Ironically, the Clock Tower’s third floor housed a lively nightspot long before it was converted to residential condos.

The Clock Tower began its existence in about 1976 as Diamond Lil’s Saloon. The dining/entertainment space on the upper levels has been reinvented several times since, but in the early 1980s, it was a popular nightspot oriented to dancing to the rock music of the era on a crowded floor.

History aside, Brabec wrote to Planning Director Tyler Gibbs on behalf of the residential owners at the Clocktower that the inability of the nightclub to meet parking requirements and development standards in the G-2 zone district would result in a “severe negative impact on the residential units.”

The criteria for changes of use require the nightclub owners to provide an accessible parking space and a bicycle rack, he said.

One residential owner, Bob Atkinson, wrote to Gibbs to say he and his neighbors have become accustomed to a mix

of family-friendly commercial operations in the lower floors of the building, including Christy Sports’ rental operation and Steam­boat Powdercats.

“Most important to me is the preservation of the family atmosphere and quiet enjoyment of our property,” Atkinson wrote. “Our bedrooms and family rooms are as near as 15 feet to the entrance to the proposed tavern. There may be as many as 25 to 30 children staying in the six residential condos at any one time.”

Powder Room

Agnew plans to remove dividing walls between three designated commercial spaces on the eastern side of the lower level of Clock Tower Square. Conundrum Technologies previously occupied the most visible entryway. The largest space wraps around the old Con­un­drum space to the rear and opens up about 3,000 square feet.

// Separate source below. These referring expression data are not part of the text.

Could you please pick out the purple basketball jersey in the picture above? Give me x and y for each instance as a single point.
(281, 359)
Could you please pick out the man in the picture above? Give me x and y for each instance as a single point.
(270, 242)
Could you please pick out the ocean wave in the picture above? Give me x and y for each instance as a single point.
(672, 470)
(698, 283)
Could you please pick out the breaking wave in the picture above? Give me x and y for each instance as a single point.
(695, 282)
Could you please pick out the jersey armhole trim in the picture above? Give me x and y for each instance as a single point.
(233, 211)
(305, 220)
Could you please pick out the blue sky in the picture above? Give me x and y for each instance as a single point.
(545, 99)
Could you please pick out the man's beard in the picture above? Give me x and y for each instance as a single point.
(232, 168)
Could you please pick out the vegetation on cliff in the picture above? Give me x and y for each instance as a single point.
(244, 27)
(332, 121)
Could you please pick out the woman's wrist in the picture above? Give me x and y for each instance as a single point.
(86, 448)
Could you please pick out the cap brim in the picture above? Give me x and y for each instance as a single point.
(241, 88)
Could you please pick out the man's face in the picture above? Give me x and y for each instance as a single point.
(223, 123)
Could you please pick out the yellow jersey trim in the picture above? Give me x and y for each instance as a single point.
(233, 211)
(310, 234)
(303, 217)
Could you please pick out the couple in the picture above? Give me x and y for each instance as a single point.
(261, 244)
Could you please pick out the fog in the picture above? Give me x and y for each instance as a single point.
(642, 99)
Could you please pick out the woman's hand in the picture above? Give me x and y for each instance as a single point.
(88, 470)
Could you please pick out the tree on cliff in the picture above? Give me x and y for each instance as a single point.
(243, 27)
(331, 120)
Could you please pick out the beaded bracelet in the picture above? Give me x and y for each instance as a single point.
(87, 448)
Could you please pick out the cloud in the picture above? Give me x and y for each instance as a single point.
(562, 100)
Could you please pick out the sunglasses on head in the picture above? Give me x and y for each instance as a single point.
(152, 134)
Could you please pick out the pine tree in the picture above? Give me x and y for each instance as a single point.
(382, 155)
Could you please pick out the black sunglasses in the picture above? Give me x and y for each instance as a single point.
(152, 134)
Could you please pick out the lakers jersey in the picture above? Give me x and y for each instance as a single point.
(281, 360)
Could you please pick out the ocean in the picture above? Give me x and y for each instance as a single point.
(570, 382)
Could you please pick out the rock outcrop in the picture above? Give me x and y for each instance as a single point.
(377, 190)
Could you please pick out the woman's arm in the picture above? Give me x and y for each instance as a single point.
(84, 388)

Agnew said as it did in its former location, the new Powder Room will try to achieve a reputation as an upscale nightspot where guests are comfortable dressing up — a woman might use the coat check room to change from snow boots to heels, for example, he said.

He confirmed that part of the reason for his business’ leaving the St. Cloud Mountain Club was that it attracted a younger crowd than the well-heeled older members of the St. Cloud who value the club for valet parking and ski service as well as for entertaining.

The interior of St. Cloud is notable for dark hardwood and marble finishes. The new Powder Room will have an urban feel, with stained concrete floors and comfortable furniture that is easily moved to the walls to create a 1,000-square-foot dance floor, Agnew said.

Agnew said he was interested in managing the noise of the music system by avoiding large sub-woofer speakers and creating a system that permeated the entire room.

The Powder Room will meet the demand for food service by ordering takeout meals from restaurants close by.